Según han planteado, «esta premisa es radicalmente falsa tanto en el plano jurídico como en el plano técnico».
En el plano jurídico, el establecimiento no se tramitó ni se configuró como hotel ni como alojamiento turístico, sino como instalación juvenil al amparo de la normativa específica entonces vigente. Su base legal nunca fue turística, sino la propia de un albergue juvenil plenamente habilitado conforme al régimen con el que obtuvo su licencia y comenzó su actividad. Pretender ahora aplicar retroactivamente la lógica de la bolsa de plazas turísticas a una actividad que nació y se desarrolló bajo otro marco jurídico carece de fundamento«.
Además, expusieron que la empresa «no dejó de pagar una obligación turística preexistente; simplemente no estaba en el ámbito turístico en el momento en que obtuvo su licencia y articuló su actividad».
En el plano técnico, sostuvieron que «tampoco es válido equiparar una cama de Hostel en habitación compartida con una plaza hotelera en habitación privada. El inventario del establecimiento está compuesto mayoritariamente por habitaciones compartidas de seis camas en literas, dentro de un modelo internacionalmente conocido como Hostel, en el que el alojamiento se organiza sobre la base del uso compartido y no de la privatividad típica de un hotel. No son magnitudes homogéneas ni comparables de forma lineal. Si alguien quisiera forzar una equivalencia puramente imaginaria entre ambos modelos, debería admitir que una habitación compartida de seis camas no equivale a seis plazas hoteleras estándar, sino a una unidad colectiva de alojamiento que, a lo sumo, podría aproximarse funcionalmente a una habitación hotelera múltiple».

«En esa lógica forzada, 360 camas de albergue se acercarían mucho más a 60 habitaciones compartidas y, por extensión, a unas 120 plazas hoteleras estándar, no a 360. Por ello, la cifra de 1,6 millones de euros que sus noticias presentan como un supuesto ‘ahorro’ cierto no sólo descansa sobre un encuadre jurídico erróneo, sino también sobre una comparación técnica improcedente entre realidades radicalmente distintas».

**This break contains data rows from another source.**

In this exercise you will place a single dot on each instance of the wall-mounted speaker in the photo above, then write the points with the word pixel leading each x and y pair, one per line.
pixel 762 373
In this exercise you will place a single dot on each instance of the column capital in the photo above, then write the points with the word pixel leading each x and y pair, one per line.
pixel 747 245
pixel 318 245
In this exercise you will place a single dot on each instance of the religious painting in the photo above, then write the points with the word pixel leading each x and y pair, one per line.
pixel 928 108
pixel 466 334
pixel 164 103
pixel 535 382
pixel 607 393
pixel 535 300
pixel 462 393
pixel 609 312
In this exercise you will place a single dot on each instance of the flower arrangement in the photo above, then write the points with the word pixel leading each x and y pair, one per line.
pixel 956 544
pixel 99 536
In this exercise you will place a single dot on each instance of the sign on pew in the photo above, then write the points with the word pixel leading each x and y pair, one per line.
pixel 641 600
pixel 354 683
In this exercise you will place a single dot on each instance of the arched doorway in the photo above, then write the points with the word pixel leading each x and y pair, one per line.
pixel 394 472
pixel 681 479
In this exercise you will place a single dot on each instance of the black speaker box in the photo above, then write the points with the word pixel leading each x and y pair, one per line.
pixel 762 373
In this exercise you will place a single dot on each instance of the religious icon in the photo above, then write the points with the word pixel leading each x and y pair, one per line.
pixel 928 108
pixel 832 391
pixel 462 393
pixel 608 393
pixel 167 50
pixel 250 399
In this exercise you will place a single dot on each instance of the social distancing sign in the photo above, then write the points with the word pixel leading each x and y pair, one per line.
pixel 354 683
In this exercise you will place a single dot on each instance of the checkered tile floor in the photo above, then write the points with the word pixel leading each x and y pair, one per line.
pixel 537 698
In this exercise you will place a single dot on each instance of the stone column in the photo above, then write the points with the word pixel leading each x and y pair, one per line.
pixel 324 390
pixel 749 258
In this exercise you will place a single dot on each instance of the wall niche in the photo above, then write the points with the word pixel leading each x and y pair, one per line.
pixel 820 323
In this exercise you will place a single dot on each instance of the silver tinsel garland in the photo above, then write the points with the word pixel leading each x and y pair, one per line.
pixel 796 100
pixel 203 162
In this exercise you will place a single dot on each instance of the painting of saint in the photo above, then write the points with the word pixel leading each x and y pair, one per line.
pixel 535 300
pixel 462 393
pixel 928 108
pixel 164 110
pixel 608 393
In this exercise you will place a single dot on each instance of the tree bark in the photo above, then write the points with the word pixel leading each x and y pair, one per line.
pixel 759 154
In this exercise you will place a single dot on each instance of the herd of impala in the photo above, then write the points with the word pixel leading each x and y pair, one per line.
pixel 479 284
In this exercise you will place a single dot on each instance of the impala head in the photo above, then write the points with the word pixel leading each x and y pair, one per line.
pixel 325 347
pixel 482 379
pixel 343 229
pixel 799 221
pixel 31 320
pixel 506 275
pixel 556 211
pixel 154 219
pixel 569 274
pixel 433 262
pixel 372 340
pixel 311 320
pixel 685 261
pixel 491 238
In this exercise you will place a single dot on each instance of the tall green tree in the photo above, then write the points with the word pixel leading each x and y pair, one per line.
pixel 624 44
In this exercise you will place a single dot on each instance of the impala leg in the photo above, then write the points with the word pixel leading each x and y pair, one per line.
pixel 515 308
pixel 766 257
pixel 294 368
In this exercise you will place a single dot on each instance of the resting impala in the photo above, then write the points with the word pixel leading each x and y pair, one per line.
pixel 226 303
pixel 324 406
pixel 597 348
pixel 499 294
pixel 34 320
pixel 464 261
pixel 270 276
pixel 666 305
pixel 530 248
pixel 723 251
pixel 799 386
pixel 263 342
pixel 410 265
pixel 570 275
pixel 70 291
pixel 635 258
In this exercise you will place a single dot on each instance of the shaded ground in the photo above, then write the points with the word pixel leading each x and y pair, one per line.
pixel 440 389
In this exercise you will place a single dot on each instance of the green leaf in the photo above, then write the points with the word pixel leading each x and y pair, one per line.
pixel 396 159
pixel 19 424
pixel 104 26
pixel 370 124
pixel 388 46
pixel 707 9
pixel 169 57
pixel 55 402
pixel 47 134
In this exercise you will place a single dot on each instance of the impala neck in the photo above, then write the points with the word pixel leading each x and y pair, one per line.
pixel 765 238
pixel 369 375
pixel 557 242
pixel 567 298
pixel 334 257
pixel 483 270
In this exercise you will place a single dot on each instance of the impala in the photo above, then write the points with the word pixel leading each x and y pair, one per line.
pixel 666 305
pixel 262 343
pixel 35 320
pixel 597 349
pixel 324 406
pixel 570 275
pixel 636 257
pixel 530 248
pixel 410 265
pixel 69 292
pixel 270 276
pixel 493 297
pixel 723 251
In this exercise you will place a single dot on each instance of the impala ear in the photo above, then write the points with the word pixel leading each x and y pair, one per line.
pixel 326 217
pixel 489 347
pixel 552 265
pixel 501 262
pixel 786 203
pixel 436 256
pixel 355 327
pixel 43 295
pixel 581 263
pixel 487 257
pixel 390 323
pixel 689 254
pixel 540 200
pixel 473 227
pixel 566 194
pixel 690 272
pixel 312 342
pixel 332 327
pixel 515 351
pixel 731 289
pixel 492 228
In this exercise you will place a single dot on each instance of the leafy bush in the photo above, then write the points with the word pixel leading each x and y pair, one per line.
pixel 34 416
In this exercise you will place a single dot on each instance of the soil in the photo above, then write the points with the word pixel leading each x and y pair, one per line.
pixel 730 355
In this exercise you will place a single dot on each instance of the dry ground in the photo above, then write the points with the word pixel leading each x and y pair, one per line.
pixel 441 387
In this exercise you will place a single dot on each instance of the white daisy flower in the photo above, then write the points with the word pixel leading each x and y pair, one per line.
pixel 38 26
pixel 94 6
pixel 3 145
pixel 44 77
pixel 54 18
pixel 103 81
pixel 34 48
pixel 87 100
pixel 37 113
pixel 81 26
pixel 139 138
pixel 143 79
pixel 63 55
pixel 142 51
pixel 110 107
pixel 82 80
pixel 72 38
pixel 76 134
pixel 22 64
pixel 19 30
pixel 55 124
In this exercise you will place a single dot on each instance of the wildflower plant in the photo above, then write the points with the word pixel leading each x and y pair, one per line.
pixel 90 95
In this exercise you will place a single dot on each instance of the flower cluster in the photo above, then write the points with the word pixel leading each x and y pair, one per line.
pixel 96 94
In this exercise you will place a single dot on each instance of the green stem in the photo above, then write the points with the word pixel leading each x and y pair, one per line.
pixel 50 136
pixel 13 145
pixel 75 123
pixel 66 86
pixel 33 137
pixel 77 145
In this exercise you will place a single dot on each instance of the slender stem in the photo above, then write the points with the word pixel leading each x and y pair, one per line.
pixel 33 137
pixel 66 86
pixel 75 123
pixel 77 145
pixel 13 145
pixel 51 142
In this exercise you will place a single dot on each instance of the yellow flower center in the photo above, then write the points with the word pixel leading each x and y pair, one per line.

Por otro lado, aclararon que «la desinscripción del establecimiento del censo insular de instalaciones juveniles acordada por el Consell Insular de Ibiza se encuentra actualmente sometida a impugnación ante el Juzgado de lo Contencioso-Administrativo competente y que, a la fecha de la resolución municipal de 5 de marzo de 2026, el albergue continúa figurando inscrito en el censo autonómico de la Red de Instalaciones Infantiles y Juveniles de las Illes Balears. Este extremo es determinante para entender que el debate jurídicos igue abierto y que no es correcto presentar la situación como si la actividad estuviera definitivamente ‘fuera de registro’».
Y, por último, critican que «el conflicto actual se produce en un escenario normativo extraordinariamente defectuoso y cambiante. En la actualidad no existe un desarrollo reglamentario claro y completo que resuelva adecuadamente el encaje de la figura del Albergue en tránsito entre el ámbito Juvenil y el eventual ámbito turístico reglado y respetuoso con la legalidad de los Albergues existentes en Baleares».
«Tampoco existe, a día de hoy, el modelo específico de declaración responsable turística para albergues que la propia legislación prevé. Este vacío normativo y esta deficiente técnica legislativa no pueden convertirse retrospectivamente en un reproche contra quien obtuvo su licencia y desarrolló su actividad de forma pública, notoria y legal bajo la normativa entonces vigente, respetando los derechos adquiridos y la responsabilidad patrimonial».